My boyfriend Sean and I go to conventions in costume, or cosplay, with a group of friends.
“I’m going to do a whole year of Final Fantasy cosplays. I will do Ashe from XII, Gaius from XIV, and my favorite character from XIII,” Sean said.
“So you’re finally going to cosplay Sazh,” his friend commented, because Sean is black.
In Final Fantasy XIII, Sazh is the stereotypical wise black man who helps white people through their struggle. What bothers many other members of the cosplay community, including Sean and myself, is there are a number of cosplay elitists who believe people should only cosplay characters of their own skin colour.
Even if someone was able to choose from every possible fandom from all over the world, Indian, Middle Eastern, Native American, Hispanic, and black ethnicities would have a very small selection of fictional characters to choose from. It seems cosplayers of the black community are hit the hardest with this discrimination.
The most notable instance is when cosplayer Chaka Cumberbatch decided to cosplay her favorite character, Sailor Venus from Sailor Moon, to A-Kon 21, a yearly anime convention in Dallas, Texas in 2010.
After posting pictures that were taken at a Sailor Moon photoshoot on Tumblr, a “cosplay race war” started when a commenter posted, “For a black cosplayer, she did an amazing job.”
The racism was rationalized, as Cumberbatch wrote on xoJane: “Most will say that it’s an ‘accuracy’ thing, that in order to ‘look better’ it’s best to stick to characters ‘in your range.’”
This is also a popular rationalization for plus-size cosplayers and cosplayers who cross-dress in costumes of the opposite gender (known as cross-players), even though it is almost physically impossible to be “in a character’s range” for a lot of comic book, cartoon, and video game characters.
This “rational thinking” is still racism, and sadly, by commenting anonymously online, most people get away with it.

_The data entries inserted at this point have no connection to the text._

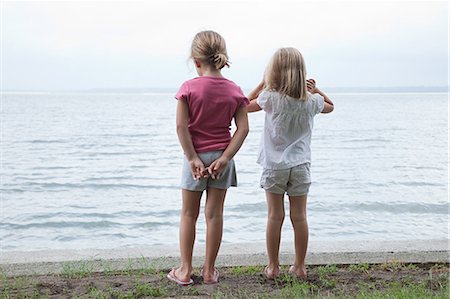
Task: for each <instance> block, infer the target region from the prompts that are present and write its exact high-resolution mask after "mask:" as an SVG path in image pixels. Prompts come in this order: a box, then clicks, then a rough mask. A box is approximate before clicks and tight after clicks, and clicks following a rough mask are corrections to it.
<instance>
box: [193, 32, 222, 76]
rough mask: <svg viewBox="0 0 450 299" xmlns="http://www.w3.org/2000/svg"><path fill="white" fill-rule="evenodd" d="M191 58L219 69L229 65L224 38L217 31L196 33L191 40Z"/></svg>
mask: <svg viewBox="0 0 450 299" xmlns="http://www.w3.org/2000/svg"><path fill="white" fill-rule="evenodd" d="M191 58H192V59H194V60H199V61H201V62H203V63H205V64H208V65H212V66H214V67H215V68H216V69H218V70H220V69H222V68H223V67H225V66H227V67H229V66H230V63H229V61H228V54H227V47H226V45H225V40H224V38H223V37H222V36H221V35H220V34H218V33H217V32H214V31H211V30H206V31H201V32H199V33H197V34H196V35H195V37H194V40H193V41H192V46H191Z"/></svg>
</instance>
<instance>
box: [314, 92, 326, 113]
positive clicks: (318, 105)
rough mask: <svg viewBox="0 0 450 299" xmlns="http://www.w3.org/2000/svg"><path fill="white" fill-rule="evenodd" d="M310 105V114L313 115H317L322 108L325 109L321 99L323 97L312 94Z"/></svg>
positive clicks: (324, 105) (321, 109) (322, 100)
mask: <svg viewBox="0 0 450 299" xmlns="http://www.w3.org/2000/svg"><path fill="white" fill-rule="evenodd" d="M311 99H312V103H313V108H312V112H313V115H316V114H319V113H320V112H322V111H323V108H324V107H325V100H324V98H323V96H321V95H320V94H317V93H316V94H313V95H312V97H311Z"/></svg>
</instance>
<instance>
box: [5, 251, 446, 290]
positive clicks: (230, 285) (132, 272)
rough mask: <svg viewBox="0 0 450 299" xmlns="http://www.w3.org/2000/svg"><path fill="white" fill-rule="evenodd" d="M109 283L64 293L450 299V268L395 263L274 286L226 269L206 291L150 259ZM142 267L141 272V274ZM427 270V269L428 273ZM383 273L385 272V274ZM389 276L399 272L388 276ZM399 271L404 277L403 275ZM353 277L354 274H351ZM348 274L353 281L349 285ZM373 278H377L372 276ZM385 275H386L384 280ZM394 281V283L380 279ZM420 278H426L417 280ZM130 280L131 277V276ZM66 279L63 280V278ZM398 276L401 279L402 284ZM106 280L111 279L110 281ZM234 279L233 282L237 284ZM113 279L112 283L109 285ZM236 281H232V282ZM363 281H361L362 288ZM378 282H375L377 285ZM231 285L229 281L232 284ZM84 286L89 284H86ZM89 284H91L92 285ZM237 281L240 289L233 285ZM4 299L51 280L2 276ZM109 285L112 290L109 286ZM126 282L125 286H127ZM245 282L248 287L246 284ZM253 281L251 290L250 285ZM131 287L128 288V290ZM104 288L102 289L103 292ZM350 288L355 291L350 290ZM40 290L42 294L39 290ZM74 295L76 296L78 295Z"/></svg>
mask: <svg viewBox="0 0 450 299" xmlns="http://www.w3.org/2000/svg"><path fill="white" fill-rule="evenodd" d="M94 265H95V264H94V263H93V262H76V263H66V264H64V267H63V268H64V269H63V273H62V275H61V276H56V277H60V280H62V281H65V280H66V279H75V280H77V279H79V278H85V277H89V276H90V275H91V274H93V273H94ZM102 266H103V269H104V272H103V273H104V275H103V276H104V277H103V279H104V280H103V281H97V278H99V279H100V277H99V276H97V274H95V276H93V279H92V280H90V282H89V284H87V283H86V284H84V285H81V288H82V289H77V290H74V289H67V290H66V291H65V292H63V293H62V294H60V296H61V297H64V298H96V299H97V298H99V299H103V298H117V299H134V298H138V299H139V298H154V297H167V296H169V297H191V298H195V297H196V296H204V297H211V298H216V299H221V298H256V299H268V298H352V299H355V298H361V299H366V298H375V299H377V298H396V299H397V298H398V299H402V298H405V299H406V298H408V299H409V298H419V299H420V298H438V299H440V298H446V299H447V298H449V291H450V290H449V284H450V280H449V268H448V265H446V264H436V265H435V266H430V265H416V264H404V263H400V262H396V261H394V262H389V263H384V264H379V265H373V264H372V265H369V264H354V265H348V266H336V265H327V266H310V267H309V271H308V273H309V274H310V277H311V279H310V280H309V281H301V280H299V279H297V278H296V277H293V276H290V275H288V274H287V268H284V267H283V268H282V272H283V273H286V274H284V275H282V276H280V277H279V278H278V279H276V280H275V281H274V282H269V281H267V280H264V279H262V278H261V276H260V274H261V273H262V271H263V269H264V267H263V266H238V267H231V268H223V269H222V270H221V271H222V274H223V280H222V281H221V283H219V284H218V285H217V286H214V287H212V288H211V287H209V286H208V287H205V285H203V284H201V283H200V284H196V285H194V286H189V287H179V286H177V285H175V284H172V283H170V282H168V281H167V279H165V275H166V274H167V270H159V269H157V268H155V267H154V265H152V264H151V263H150V262H149V260H147V259H144V258H143V259H134V260H131V259H130V260H129V261H128V264H127V265H126V269H125V270H126V271H125V272H124V271H122V270H116V269H114V268H113V266H112V264H111V263H110V264H108V263H105V264H103V265H102ZM138 267H141V268H140V269H139V268H138ZM425 269H426V270H425ZM380 270H381V271H380ZM382 271H388V272H393V273H384V272H382ZM397 272H398V273H397ZM351 273H353V274H351ZM121 274H122V275H124V274H125V276H126V277H125V276H122V277H123V278H124V283H125V282H128V283H126V284H124V285H122V287H120V288H118V287H117V286H115V287H114V286H113V281H117V279H116V280H113V279H114V278H113V277H112V276H114V275H121ZM348 275H350V277H352V278H353V280H352V282H351V283H350V284H347V283H348V281H349V280H348V277H349V276H348ZM372 275H373V276H372ZM379 275H382V276H379ZM383 275H385V276H386V277H388V278H389V280H388V281H385V280H383V279H382V278H380V277H385V276H383ZM417 275H420V276H417ZM128 276H130V277H128ZM61 277H62V278H61ZM397 277H398V279H397ZM105 278H106V279H105ZM231 278H232V280H231ZM109 279H111V281H112V282H111V283H109V282H108V280H109ZM228 279H230V280H228ZM359 279H361V282H360V283H358V282H357V281H359ZM372 279H373V281H372ZM227 280H228V281H227ZM81 281H84V279H83V280H81ZM88 281H89V280H88ZM231 281H235V282H236V281H237V282H238V283H237V284H236V283H235V284H230V282H231ZM0 282H1V284H0V299H10V298H50V294H45V292H48V289H46V288H45V287H44V288H42V286H45V281H41V282H39V277H38V276H18V277H14V278H10V277H7V276H6V275H4V274H1V273H0ZM105 282H106V285H105ZM121 282H122V281H121ZM240 282H242V283H240ZM247 282H250V285H249V284H247ZM125 285H126V286H127V287H125V288H123V286H125ZM100 286H102V287H100ZM349 288H350V289H349ZM39 290H40V291H39ZM72 292H76V293H75V294H74V295H73V294H72ZM71 296H72V297H71Z"/></svg>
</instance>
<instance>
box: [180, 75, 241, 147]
mask: <svg viewBox="0 0 450 299" xmlns="http://www.w3.org/2000/svg"><path fill="white" fill-rule="evenodd" d="M175 98H176V99H178V100H180V101H185V102H186V103H187V105H188V108H189V124H188V126H189V133H190V134H191V138H192V143H193V144H194V148H195V151H196V152H197V153H202V152H210V151H216V150H223V149H225V148H226V147H227V146H228V144H229V143H230V140H231V134H230V129H231V127H230V126H231V120H232V119H233V116H234V114H235V113H236V111H237V109H238V108H239V107H245V106H247V105H248V104H249V101H248V99H247V98H246V97H245V95H244V94H243V93H242V90H241V89H240V88H239V86H237V85H236V84H235V83H234V82H233V81H230V80H228V79H226V78H219V77H209V76H201V77H197V78H194V79H191V80H188V81H186V82H184V83H183V85H181V87H180V90H178V92H177V94H176V95H175Z"/></svg>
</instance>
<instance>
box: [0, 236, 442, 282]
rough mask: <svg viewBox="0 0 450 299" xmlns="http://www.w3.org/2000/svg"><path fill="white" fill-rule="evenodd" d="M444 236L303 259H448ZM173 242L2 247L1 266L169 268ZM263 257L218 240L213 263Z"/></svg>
mask: <svg viewBox="0 0 450 299" xmlns="http://www.w3.org/2000/svg"><path fill="white" fill-rule="evenodd" d="M449 242H450V240H449V239H442V240H406V241H379V240H376V241H373V240H360V241H329V242H323V241H320V242H318V241H317V242H315V241H310V244H309V252H308V255H307V264H309V265H324V264H354V263H385V262H391V261H399V262H403V263H448V262H449V261H450V247H449V244H450V243H449ZM203 255H204V245H203V244H196V246H195V248H194V261H193V262H194V266H195V267H198V266H200V265H201V264H202V262H203ZM178 256H179V251H178V245H176V244H175V245H173V246H170V245H160V246H149V247H141V248H117V249H87V250H41V251H6V252H5V251H2V252H1V256H0V270H1V271H2V272H3V273H4V274H5V275H8V276H12V275H26V274H50V273H54V274H57V273H61V272H62V270H63V267H64V265H65V264H67V263H69V262H76V261H89V262H90V263H92V264H93V265H94V270H96V271H100V272H101V271H103V270H104V268H105V262H107V263H108V267H114V268H115V269H125V268H128V269H130V268H132V269H133V268H134V269H139V268H141V267H142V263H143V262H144V261H145V263H146V265H147V266H148V265H149V264H150V265H151V266H152V267H154V268H159V269H169V268H171V267H174V266H176V265H178V263H179V257H178ZM293 257H294V254H293V244H292V243H282V245H281V250H280V260H281V263H282V264H290V263H291V262H292V260H293ZM266 261H267V257H266V253H265V244H264V243H252V244H226V243H225V244H222V247H221V249H220V252H219V257H218V259H217V266H219V267H229V266H249V265H265V264H266Z"/></svg>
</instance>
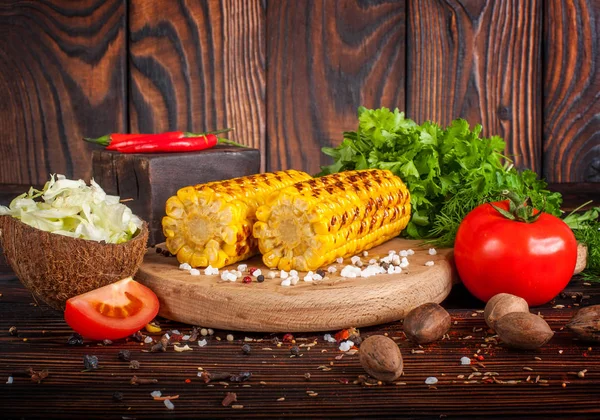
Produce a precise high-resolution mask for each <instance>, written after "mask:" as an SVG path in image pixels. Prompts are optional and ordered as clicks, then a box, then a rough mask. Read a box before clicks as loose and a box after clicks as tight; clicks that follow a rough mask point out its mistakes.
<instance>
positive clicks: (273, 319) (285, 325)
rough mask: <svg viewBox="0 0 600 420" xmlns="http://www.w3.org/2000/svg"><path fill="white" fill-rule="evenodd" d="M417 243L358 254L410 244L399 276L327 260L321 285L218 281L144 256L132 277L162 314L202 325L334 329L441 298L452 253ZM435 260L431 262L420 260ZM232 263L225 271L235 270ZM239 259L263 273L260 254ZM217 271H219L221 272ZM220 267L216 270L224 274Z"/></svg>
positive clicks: (283, 328) (390, 245) (270, 327)
mask: <svg viewBox="0 0 600 420" xmlns="http://www.w3.org/2000/svg"><path fill="white" fill-rule="evenodd" d="M418 243H419V241H410V240H406V239H401V238H395V239H392V240H391V241H388V242H386V243H384V244H382V245H380V246H378V247H375V248H373V249H371V250H369V255H368V256H367V257H363V258H362V259H363V261H364V262H365V263H367V262H368V260H369V259H371V258H373V257H376V256H380V257H384V256H386V255H387V254H388V251H389V250H392V249H393V250H396V251H400V250H404V249H405V250H408V249H413V250H414V251H415V254H414V255H413V256H410V257H408V260H409V262H410V265H409V267H408V268H406V269H404V270H403V272H402V273H399V274H380V275H377V276H373V277H368V278H343V277H341V276H340V275H339V273H340V271H341V268H342V267H343V266H345V265H347V264H349V263H350V261H349V259H348V260H346V261H344V264H333V265H334V266H336V267H337V268H338V271H337V273H335V274H328V275H327V277H326V278H325V279H324V280H322V281H320V282H312V283H308V282H304V281H303V280H302V278H303V277H304V273H300V274H301V277H300V282H298V284H297V285H296V286H289V287H285V286H281V284H280V283H281V279H280V278H275V279H269V278H265V281H264V282H263V283H258V282H256V281H253V282H252V283H251V284H244V283H242V281H241V279H238V281H236V282H229V281H223V280H221V277H220V275H215V276H206V275H204V271H201V273H202V274H201V275H200V276H192V275H190V274H189V273H188V272H187V271H184V270H179V263H178V262H177V260H176V259H175V258H172V257H164V256H162V255H160V254H157V253H156V251H155V250H154V249H149V250H148V252H147V253H146V257H145V259H144V263H143V264H142V266H141V267H140V269H139V271H138V273H137V274H136V279H138V280H139V281H140V282H142V283H144V284H145V285H147V286H148V287H150V288H151V289H152V290H153V291H154V292H155V293H156V295H157V296H158V298H159V300H160V313H159V314H160V315H161V316H163V317H165V318H168V319H171V320H174V321H179V322H183V323H187V324H192V325H200V326H203V327H211V328H219V329H227V330H236V331H266V332H301V331H332V330H339V329H342V328H348V327H364V326H369V325H376V324H381V323H385V322H391V321H396V320H399V319H402V318H404V316H405V314H406V313H408V311H410V310H411V309H413V308H415V307H417V306H419V305H421V304H423V303H427V302H436V303H440V302H441V301H442V300H444V298H446V296H448V293H450V289H451V288H452V284H453V282H454V281H455V280H456V275H455V274H454V270H453V267H452V264H451V256H450V254H451V250H450V249H446V250H439V252H438V254H437V255H433V256H432V255H429V253H428V250H427V249H419V248H418V246H417V244H418ZM427 261H434V263H435V264H434V265H433V266H430V267H429V266H425V262H427ZM238 264H240V263H236V264H234V265H232V266H230V267H225V269H234V270H235V269H236V267H237V265H238ZM244 264H248V267H257V268H260V269H261V270H262V271H263V273H267V272H268V271H269V270H268V269H267V268H266V267H265V266H264V265H263V264H262V261H261V259H260V256H257V257H254V258H252V259H250V260H248V261H245V262H244ZM222 270H223V269H222ZM222 270H221V271H222Z"/></svg>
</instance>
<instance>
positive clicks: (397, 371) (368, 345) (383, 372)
mask: <svg viewBox="0 0 600 420" xmlns="http://www.w3.org/2000/svg"><path fill="white" fill-rule="evenodd" d="M359 355H360V357H359V359H360V364H361V366H362V367H363V369H364V370H365V371H366V372H367V373H368V374H369V375H371V376H372V377H374V378H376V379H379V380H381V381H386V382H391V381H394V380H396V379H398V378H399V377H400V375H402V370H403V369H404V363H403V361H402V353H400V348H399V347H398V345H397V344H396V343H395V342H394V340H392V339H391V338H388V337H385V336H383V335H373V336H371V337H369V338H367V339H366V340H364V341H363V342H362V344H361V345H360V353H359Z"/></svg>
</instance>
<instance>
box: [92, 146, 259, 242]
mask: <svg viewBox="0 0 600 420" xmlns="http://www.w3.org/2000/svg"><path fill="white" fill-rule="evenodd" d="M92 170H93V176H94V179H95V180H96V182H98V184H100V186H101V187H102V188H104V190H105V191H106V192H107V193H108V194H114V195H119V196H120V197H121V200H126V199H133V200H131V201H126V202H125V203H126V204H127V205H128V206H129V207H130V208H131V210H132V211H133V212H134V214H137V215H138V216H140V217H141V218H142V219H144V220H146V221H147V222H148V226H149V228H150V236H149V238H148V244H149V245H154V244H157V243H159V242H162V241H164V239H165V238H164V235H163V234H162V227H161V219H162V217H163V216H164V214H165V202H166V201H167V199H168V198H169V197H171V196H172V195H174V194H175V193H176V192H177V190H178V189H179V188H182V187H185V186H188V185H196V184H202V183H205V182H210V181H218V180H221V179H228V178H235V177H238V176H246V175H252V174H256V173H258V172H260V152H259V151H258V150H256V149H250V148H240V147H231V146H217V147H214V148H212V149H209V150H204V151H202V152H192V153H162V154H121V153H117V152H110V151H106V150H95V151H94V152H93V156H92Z"/></svg>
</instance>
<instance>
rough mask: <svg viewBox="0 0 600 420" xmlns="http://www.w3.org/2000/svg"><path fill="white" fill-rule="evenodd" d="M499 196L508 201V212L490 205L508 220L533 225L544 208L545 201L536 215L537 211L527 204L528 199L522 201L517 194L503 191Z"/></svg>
mask: <svg viewBox="0 0 600 420" xmlns="http://www.w3.org/2000/svg"><path fill="white" fill-rule="evenodd" d="M501 194H502V195H503V196H504V197H506V198H507V200H508V210H504V209H502V208H500V207H498V206H496V205H495V204H491V206H492V207H493V208H494V209H496V211H497V212H498V213H500V214H501V215H502V216H504V217H506V218H507V219H509V220H514V221H516V222H523V223H534V222H535V221H536V220H537V219H539V218H540V216H541V215H542V212H543V211H544V209H545V208H546V201H545V200H544V207H542V210H540V211H538V212H537V213H536V210H537V209H536V208H534V207H533V206H530V205H529V204H528V202H529V197H525V199H522V198H521V197H520V196H519V195H518V194H517V193H515V192H514V191H509V190H504V191H502V193H501Z"/></svg>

It’s rare that anyone acts on the racism in person.
Rina Cosplayer, a Toronto cosplayer who has gone as characters such as Jade from the video game Mortal Kombat and Sailor Mars from Sailor Moon, knows this all too well.
“I noticed that some people make fun of my skin tone, and they’re all Asian,” she says. “They never said it, but in a sense they made me feel like I shouldn’t cosplay unless the character is dark skinned.”
I’ve seen this firsthand when I, as the proud girlfriend, was showing off one of Sean’s cosplays of KOS-MOS from Xenosaga. One classmate, who was familiar with the character, said, “Why KOS-MOS?”
These people do not explicitly say someone should not cosplay specific characters because of their skin tone, but it’s just as damaging for current and future cosplayers.
Cumberbatch and I share a similar experience—both of us have friends who have been scared off from cosplaying outside their race.
Why do people still choose to segregate based on skincolour? To the cosplayer wearing the costume, it’s all about the love for the character.
But to others, it’s all about their idealized person in the costume.
It’s still discrimination even if it’s about which fictional character is being emulated in real life. There are more important things for people to be worried about than whether a person who you may never meet has the right skin colour for a character, let alone if their nose is too wide. And yes, some went there with Chaka Cumberbatch.